Docker Repository Authentication

We left all fields empty here.

Since the Docker image is publicly available on Docker Hub, no login credentials are required.

Identification

Template Name:

nvidia/cuda:12.1.1-devel-ubuntu22.04

CUDA and cuDNN images from gitlab.com/nvidia/cuda. Devel version contains full cuda toolkit with nvcc.

This setup ensures that the NVIDIA Parakeet TDT 0.6B V3 runs in a GPU-enabled environment with proper CUDA access and high compute performance.

After choosing the image, click the ‘Create’ button, and your Virtual Machine will be deployed.

Step 6: Virtual Machine Successfully Deployed

You will get visual confirmation that your node is up and running.

Step 7: Connect to GPUs using SSH

NodeShift GPUs can be connected to and controlled through a terminal using the SSH key provided during GPU creation.

Once your GPU Node deployment is successfully created and has reached the ‘RUNNING’ status, you can navigate to the page of your GPU Deployment Instance. Then, click the ‘Connect’ button in the top right corner.

Now open your terminal and paste the proxy SSH IP or direct SSH IP.

Next, If you want to check the GPU details, run the command below:

nvidia-smi

Step 8: Check the Available Python version and Install the new version

Run the following commands to check the available Python version.

If you check the version of the python, system has Python 3.8.1 available by default.
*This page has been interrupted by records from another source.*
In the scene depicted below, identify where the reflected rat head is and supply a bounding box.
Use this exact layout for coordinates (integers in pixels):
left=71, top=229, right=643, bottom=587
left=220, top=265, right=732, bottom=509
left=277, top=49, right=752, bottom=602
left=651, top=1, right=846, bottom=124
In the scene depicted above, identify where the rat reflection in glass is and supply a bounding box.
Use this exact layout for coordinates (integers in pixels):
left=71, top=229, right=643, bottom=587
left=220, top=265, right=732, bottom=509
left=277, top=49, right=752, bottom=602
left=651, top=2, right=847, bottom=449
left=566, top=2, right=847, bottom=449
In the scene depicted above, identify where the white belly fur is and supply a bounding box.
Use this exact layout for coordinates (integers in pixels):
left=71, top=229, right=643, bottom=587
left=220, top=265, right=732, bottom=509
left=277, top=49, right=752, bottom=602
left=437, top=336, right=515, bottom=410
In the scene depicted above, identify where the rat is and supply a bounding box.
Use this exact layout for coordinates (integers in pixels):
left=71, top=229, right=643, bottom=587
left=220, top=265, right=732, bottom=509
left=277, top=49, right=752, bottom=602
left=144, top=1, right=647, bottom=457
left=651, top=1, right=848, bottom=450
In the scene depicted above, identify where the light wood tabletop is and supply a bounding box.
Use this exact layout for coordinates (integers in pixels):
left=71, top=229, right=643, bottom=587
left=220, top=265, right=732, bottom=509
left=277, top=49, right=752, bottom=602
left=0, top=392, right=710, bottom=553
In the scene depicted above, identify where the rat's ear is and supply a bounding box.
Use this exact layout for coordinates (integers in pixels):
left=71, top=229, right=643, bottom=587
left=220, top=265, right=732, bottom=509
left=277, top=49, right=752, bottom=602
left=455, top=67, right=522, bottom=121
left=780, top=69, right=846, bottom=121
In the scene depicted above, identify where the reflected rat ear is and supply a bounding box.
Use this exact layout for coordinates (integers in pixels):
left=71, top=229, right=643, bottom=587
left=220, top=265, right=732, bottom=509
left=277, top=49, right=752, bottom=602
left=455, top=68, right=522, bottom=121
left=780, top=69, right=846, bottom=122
To install a higher version of Python, you’ll need to use the deadsnakes PPA.

Run the following commands to add the deadsnakes PPA:

sudo apt update
sudo apt install -y software-properties-common
sudo add-apt-repository -y ppa:deadsnakes/ppa
sudo apt update

Step 9: Install Python 3.11

Now, run the following command to install Python 3.11 or another desired version:

sudo-apt-get update
sudo apt-getinstall -y python3.10 python3.10-venv python3.10-dev python3-pip

Step 10: Created and Activated Python 3.10 Virtual Environment

Run the following commands to created and activated Python 3.10 virtual environment:

python3.10 -m venv ~/.venvs/parakeet310
source ~/.venvs/parakeet310/bin/activate

Step 11: Update and Install Basic Dependencies

Run the following command to update and install basic dependencies:

sudo apt update && sudo apt upgrade -y
sudo apt install -y build-essential git wget curl ffmpeg

Step 12: Install PyTorch with CUDA Support

Run the following command to install Pytorch with CUDA support:

pip install torch==2.4.1+cu121 torchvision==0.19.1+cu121 torchaudio==2.4.1+cu121 \
  --index-url https://download.pytorch.org/whl/cu121

Step 13: Install NeMo Toolkit for ASR

Run the following command to install NeMo toolkit for ASR:

pip install "nemo_toolkit[asr]==2.4.0"

Step 14: Download a Sample Audio File

Run the following command to download a simple audio file:

wget -q https://dldata-public.s3.us-east-2.amazonaws.com/2086-149220-0033.wav

Step 15: Connect to Your GPU VM with a Code Editor

Before you start running model script and streamlit scripts with the NVIDIA Parakeet TDT 0.6B V3 model, it’s a good idea to connect your GPU virtual machine (VM) to a code editor of your choice. This makes writing, editing, and running code much easier.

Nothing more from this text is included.